Hello @rmwkwok. Thanks for your input, I appreciate it!
Let me start by answering your questions about np.concatenate() and np.stack() to provide more context to my confusion with @Alireza_Saei response(although I very much appreciate his insight!) and to describe my improved understanding of these methods.
In my response to @Alireza_Saei , the context in which I described np.concatenate and np.stack was as if they are fundamentally different methods. However, with an improved understanding, I now understand they provide similar functionality; to join a sequence of arrays. The key difference is that np.concatenate joins a sequence of arrays along an existing axis and np.stack joins a sequence of arrays along a new axis.
My understanding of this difference is that np.concatenate joins a sequence of arrays along an existing axis in that the input arrays must have the same shape except for the dimension corresponding to the axis parameter(default=0). The returned concatenated array will have the same number of dimensions as the input arrays and have the values concatenated on the default or given, existing axis.
In terms of np.stack, this joins a sequence of arrays on a new axis in which the inputted arrays must have the same shape and dimensions. This method returns a stacked array which has one more dimension than the inputted arrays. In np.stack the axis parameter corresponds to the index of the new axis, which the values are being stacked on, in the dimensions of the array to be returned.
How I would use np.concatenate and np.stack differently, to reflect their different behaviors, in order to create the expected final 2-D array with shape(m,n’) would be based on how I prepare my input arrays.
For example:
The code and outputs above depict my original 2-D feature array(X) from my initial response to @Alireza_Saei as well as my concatenate(X_eng_feat) and stack(X_eng_feat_2) methods(your implementations are also included at the bottom). In terms of array shape and dimensionality, the input arrays for concatenation should be 2-D arrays with identical shape(in this case). For stack they should be 1-D arrays with identical shape in order to obtain the expected 2-D array with shape (m,n’).
In terms of correct transformed values and orientation for the concatenate method, I performed square and cubic transformations on the initial 1-D arrays in which my original 2-D feature array(X) is comprised of. For each feature, I then stacked these 1-D arrays on a new, horizontal axis(axis=1) to create 2-D arrays with shape (5,3) where axis=0 was the number of examples and axis=1 included the initial and transformed values for that feature. I then concatenated these three 2-D arrays along the existing horizontal axis to create the expected final 2-D array with shape (m,n’). For the stack method, I took all of these initial and transformed 1-D feature arrays and stacked them all together on a new horizontal axis(axis=1), in the orientation I think is ideal, to also create the expected final feature array.

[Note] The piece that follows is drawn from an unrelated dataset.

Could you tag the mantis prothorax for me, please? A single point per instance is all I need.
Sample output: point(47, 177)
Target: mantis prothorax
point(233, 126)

Our implementation of concatenate and stack are slightly different and result in slightly different final arrays. For example, your implementation of concatenation works exclusively with 2-D arrays. I tried this implementation and while it creates a 2-D array with the correct shape, dimensionality, and transformed feature values; these features are not in the orientation in which I think is ideal for this model. Specifically, your concatenation implementation has the features in the orientation of x1, x2, x3, x1_square, x2_square, x3_square, x1_cube, x2_cube, x3_cube. My opinion is that a feature orientation like x1, x1_square, x1_cube, x2, x2_square, x2_cube, x3, x3_square, x3_cube would be more ideal as it emulates how the feature variables would be orientated in the model function. In terms of your output with my feature orientation would be 0, 10, 1, 11, 2, 12 (for that example). I’m not sure how much this matters or if it changes anything but it seems to correspond more to how the model is constructed. As you mentioned, I understand that my algorithm can’t read my python code to find out that certain groups of features have a power law relation. I just prefer it because I think it has a more similar organization to the model. I’m sure there is a clever way to implement concatenation which achieves my preferred feature orientations and works exclusively with 2-D arrays where you don’t stack before you concatenate like I did. However, this implementation although more rugged and less pretty, worked for me and I used all the same feature variables in the stack implementation as well.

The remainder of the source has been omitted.